There is no statewide mandate for masks in Pennsylvania.
But many health experts claim it's a good time to put the mask back on -- no matter your vaccination status.
"The way that I would explain it to people is wear it anywhere where you don't know everybody who's in the room's vaccine status," said Dr. Nancy Mimm, who is the Assistant Professor and Program Lead Master of Science in Nursing and Population Health at Harrisburg University of Science & Technology
Currently the CDC recommends masks for unvaccinated people indoors. If fully vaccinated, it recommends wearing a mask indoors in public if you live in an area of substantial or high rates of transmission to 'maximize' protection from the Delta variant.
As of Friday, Adams, Cumberland, Dauphin, Franklin, Lancaster, and Perry counties were considered in the 'high' category. York and Lebanon counties were listed as 'substantial.'
"Even if you are vaccinated, no vaccine is 100% effective when it comes to prevent illness," said Patrick Weidinger, Director of Safety & Environmental Health at Millersville University.
Weidinger echoed Mimm as he emphasized the importance of combining vaccinations with masks to maximize protection against the virus.
"Wearing masks and vaccination are both effective when everybody does them," said Weidinger.
Both Weidinger and Mimm said the N95 mask is still considered the best protection. However they said any mask is better than no mask.
Currently, multiple school districts and businesses in Pennsylvania are debating requiring masks. Governor Tom Wolf has repeatedly said he is not considering a statewide mandate at this time.

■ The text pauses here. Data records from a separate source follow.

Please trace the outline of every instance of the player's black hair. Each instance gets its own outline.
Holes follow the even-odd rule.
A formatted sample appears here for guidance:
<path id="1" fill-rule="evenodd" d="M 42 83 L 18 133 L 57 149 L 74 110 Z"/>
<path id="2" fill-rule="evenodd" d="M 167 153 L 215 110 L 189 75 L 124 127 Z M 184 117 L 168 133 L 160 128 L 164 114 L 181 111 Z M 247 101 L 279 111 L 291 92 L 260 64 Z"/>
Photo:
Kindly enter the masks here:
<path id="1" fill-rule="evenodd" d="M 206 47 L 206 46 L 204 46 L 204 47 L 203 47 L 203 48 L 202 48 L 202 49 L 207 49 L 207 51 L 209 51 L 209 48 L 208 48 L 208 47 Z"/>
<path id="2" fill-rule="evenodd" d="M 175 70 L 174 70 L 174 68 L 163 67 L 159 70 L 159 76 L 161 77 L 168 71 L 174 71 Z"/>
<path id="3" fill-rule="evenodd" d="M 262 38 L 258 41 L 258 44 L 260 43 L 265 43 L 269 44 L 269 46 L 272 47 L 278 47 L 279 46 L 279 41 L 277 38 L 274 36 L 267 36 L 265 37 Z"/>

Philadelphia businesses are already requiring masks or proof of vaccination from employees and customers. However, businesses that require staff and customers to be fully vaccinated will not be required to follow the masking rule. The decision was announced by the city's acting health commissioner.
Meantime on Friday a CDC panel unanimously voted to recommend booster shots of Pfizer and Moderna to immunocompromised Americans.
The CDC lists the following as its latest guidance for masks as of Augsut 13.
- If you are not fully vaccinated and aged 2 or older, you should wear a mask in indoor public places.
- In general, you do not need to wear a mask in outdoor settings.
- In areas with high numbers of COVID-19 cases, consider wearing a mask in crowded outdoor settings and for activities with close contact with others who are not fully vaccinated.
- People who have a condition or are taking medications that weaken their immune system may not be fully protected even if they are fully vaccinated. They should continue to take all precautions recommended for unvaccinated people, including wearing a well-fitted mask, until advised otherwise by their healthcare provider.
- If you are fully vaccinated, to maximize protection from the Delta variant and prevent possibly spreading it to others, wear a mask indoors in public if you are in an area of substantial or high transmission.
- If you are fully vaccinated, see When You’ve Been Fully Vaccinated.
Wearing a mask over your nose and mouth is required on planes, buses, trains, and other forms of public transportation traveling into, within, or out of the United States and while indoors at U.S. transportation hubs such as airports and stations. Travelers are not required to wear a mask in outdoor areas of a conveyance (like on open deck areas of a ferry or the uncovered top deck of a bus).